13 SEPTEMBER 1890, Page 2

The death of Canon Liddon, besides depriving the English Church

of its most famous preacher, will rob a great many Englishmen and Englishwomen of their most valued friend. There was a charm about Dr. Liddon's conversation and manner which could not be fully accounted for even by his refinement, his delicate humour, his exquisite courtesy, and his wide culture. There was a reverence in him which was not reverence for this or that man, or for this or that gift ; but which seemed to be reverence for human nature itself, whatever rude or unaccustomed forms it took, and hardly to be more marked towards the learned and the eminent than towards the poor and simple.

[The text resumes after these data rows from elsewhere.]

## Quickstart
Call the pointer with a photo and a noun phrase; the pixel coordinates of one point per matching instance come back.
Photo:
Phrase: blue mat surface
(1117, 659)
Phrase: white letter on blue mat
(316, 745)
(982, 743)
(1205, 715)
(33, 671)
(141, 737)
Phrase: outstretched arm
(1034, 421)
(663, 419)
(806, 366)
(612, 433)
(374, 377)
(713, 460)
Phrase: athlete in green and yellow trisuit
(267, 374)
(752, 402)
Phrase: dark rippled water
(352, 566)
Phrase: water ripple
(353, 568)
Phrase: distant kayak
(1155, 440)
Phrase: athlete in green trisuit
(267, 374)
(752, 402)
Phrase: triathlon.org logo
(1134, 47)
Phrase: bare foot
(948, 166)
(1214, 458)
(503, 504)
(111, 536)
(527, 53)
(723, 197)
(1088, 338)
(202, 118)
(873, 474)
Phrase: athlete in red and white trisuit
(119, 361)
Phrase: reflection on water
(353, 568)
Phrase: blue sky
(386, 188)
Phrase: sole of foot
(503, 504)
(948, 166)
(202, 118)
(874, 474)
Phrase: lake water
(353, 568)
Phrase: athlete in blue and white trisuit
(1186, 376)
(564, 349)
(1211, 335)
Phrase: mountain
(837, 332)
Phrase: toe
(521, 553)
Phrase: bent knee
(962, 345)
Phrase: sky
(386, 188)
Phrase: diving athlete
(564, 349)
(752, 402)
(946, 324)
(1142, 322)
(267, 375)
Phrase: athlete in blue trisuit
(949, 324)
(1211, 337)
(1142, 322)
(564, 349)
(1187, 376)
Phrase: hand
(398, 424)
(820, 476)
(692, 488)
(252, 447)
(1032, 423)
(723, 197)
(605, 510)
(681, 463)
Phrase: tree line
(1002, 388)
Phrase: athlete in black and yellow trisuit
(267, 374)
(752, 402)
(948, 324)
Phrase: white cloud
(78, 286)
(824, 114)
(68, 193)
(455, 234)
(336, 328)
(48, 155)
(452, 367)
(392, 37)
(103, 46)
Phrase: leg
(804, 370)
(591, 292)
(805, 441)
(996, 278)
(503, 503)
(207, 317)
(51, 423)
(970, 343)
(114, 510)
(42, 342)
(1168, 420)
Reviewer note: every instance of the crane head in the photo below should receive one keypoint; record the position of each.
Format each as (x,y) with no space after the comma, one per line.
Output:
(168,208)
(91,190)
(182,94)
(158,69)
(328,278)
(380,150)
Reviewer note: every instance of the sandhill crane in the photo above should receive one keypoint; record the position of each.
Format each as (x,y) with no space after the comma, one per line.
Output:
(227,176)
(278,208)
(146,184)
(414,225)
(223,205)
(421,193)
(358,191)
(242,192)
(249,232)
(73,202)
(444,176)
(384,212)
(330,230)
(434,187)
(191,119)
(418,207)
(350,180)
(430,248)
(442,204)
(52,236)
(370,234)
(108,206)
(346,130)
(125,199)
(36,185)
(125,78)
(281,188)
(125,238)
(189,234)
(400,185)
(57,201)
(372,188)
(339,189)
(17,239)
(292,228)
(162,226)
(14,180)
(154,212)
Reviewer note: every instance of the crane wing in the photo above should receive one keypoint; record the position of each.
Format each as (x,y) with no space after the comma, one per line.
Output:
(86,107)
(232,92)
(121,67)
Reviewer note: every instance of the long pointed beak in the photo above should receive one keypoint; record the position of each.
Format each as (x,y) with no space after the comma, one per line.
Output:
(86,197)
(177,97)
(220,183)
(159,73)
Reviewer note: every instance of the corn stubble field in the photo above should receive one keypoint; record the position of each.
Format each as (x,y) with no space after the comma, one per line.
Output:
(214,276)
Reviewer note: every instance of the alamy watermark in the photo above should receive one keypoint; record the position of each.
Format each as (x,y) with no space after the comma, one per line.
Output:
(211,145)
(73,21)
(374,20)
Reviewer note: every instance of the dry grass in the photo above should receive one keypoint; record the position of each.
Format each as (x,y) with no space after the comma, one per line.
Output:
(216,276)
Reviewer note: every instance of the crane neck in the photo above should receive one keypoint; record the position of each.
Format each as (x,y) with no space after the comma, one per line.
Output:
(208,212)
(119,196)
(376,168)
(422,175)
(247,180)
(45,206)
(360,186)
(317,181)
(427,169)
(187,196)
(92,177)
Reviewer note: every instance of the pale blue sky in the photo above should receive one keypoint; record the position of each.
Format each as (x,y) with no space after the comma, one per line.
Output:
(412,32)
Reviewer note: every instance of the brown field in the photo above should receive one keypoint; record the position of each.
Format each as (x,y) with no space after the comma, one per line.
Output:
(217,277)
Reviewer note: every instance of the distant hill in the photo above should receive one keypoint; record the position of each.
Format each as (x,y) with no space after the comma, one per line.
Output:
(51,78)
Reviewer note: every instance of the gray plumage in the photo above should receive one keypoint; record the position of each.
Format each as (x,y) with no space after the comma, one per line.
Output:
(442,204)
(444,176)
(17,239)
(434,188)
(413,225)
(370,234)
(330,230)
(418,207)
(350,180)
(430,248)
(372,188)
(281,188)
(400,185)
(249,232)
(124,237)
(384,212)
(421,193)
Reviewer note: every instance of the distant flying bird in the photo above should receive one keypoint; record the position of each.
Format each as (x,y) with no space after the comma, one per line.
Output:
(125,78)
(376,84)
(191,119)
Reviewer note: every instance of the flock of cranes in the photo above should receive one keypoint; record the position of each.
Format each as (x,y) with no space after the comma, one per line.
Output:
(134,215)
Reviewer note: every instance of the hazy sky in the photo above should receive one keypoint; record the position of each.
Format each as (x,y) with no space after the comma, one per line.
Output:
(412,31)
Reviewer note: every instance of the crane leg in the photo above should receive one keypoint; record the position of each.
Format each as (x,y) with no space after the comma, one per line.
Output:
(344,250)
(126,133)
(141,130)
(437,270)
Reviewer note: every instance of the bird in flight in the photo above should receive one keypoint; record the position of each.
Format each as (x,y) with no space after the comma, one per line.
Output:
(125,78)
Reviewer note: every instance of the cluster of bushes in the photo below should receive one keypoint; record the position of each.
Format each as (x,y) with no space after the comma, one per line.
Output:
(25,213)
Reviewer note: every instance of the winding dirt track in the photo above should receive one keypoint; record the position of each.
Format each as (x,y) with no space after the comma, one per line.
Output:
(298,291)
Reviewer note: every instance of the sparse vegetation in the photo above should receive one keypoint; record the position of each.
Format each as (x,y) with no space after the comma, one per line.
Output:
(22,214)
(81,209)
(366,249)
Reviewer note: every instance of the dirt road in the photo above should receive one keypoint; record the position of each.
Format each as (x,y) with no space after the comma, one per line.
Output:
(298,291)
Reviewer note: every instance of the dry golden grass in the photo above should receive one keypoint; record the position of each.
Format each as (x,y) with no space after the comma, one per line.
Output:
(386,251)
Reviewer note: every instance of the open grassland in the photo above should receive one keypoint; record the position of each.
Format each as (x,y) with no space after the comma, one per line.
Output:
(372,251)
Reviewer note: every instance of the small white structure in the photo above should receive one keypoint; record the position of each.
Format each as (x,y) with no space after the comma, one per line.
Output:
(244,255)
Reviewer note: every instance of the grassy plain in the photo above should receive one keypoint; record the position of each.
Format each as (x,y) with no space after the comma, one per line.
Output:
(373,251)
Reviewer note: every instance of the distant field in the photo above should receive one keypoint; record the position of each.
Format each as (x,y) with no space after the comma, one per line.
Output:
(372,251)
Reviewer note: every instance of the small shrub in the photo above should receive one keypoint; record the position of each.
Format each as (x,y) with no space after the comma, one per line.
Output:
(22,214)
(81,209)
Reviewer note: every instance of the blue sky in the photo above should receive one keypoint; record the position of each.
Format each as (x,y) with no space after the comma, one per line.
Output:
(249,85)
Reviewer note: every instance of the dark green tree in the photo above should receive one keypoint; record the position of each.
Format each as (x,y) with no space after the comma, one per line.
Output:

We suspect that this was at the source of his great attractiveness, his singular winningness. Especially in a man of such keen and subtle insight, this deep reverence towards all his fellow-creatures exerted a singular charm, because it seemed to come from some deeper stratum of his nature than any of his intellectual qualities, and to be entirely independent of those qualities. There was nothing insular about Canon Liddon, and yet that which made him cosmopolitan was not so much a wide knowledge of the world as a sensitive humility which seemed to regard all the higher qualities of men as if they were above him, though in reality they were in him, and • made him sensitively appreciative of any echo of them in the world without.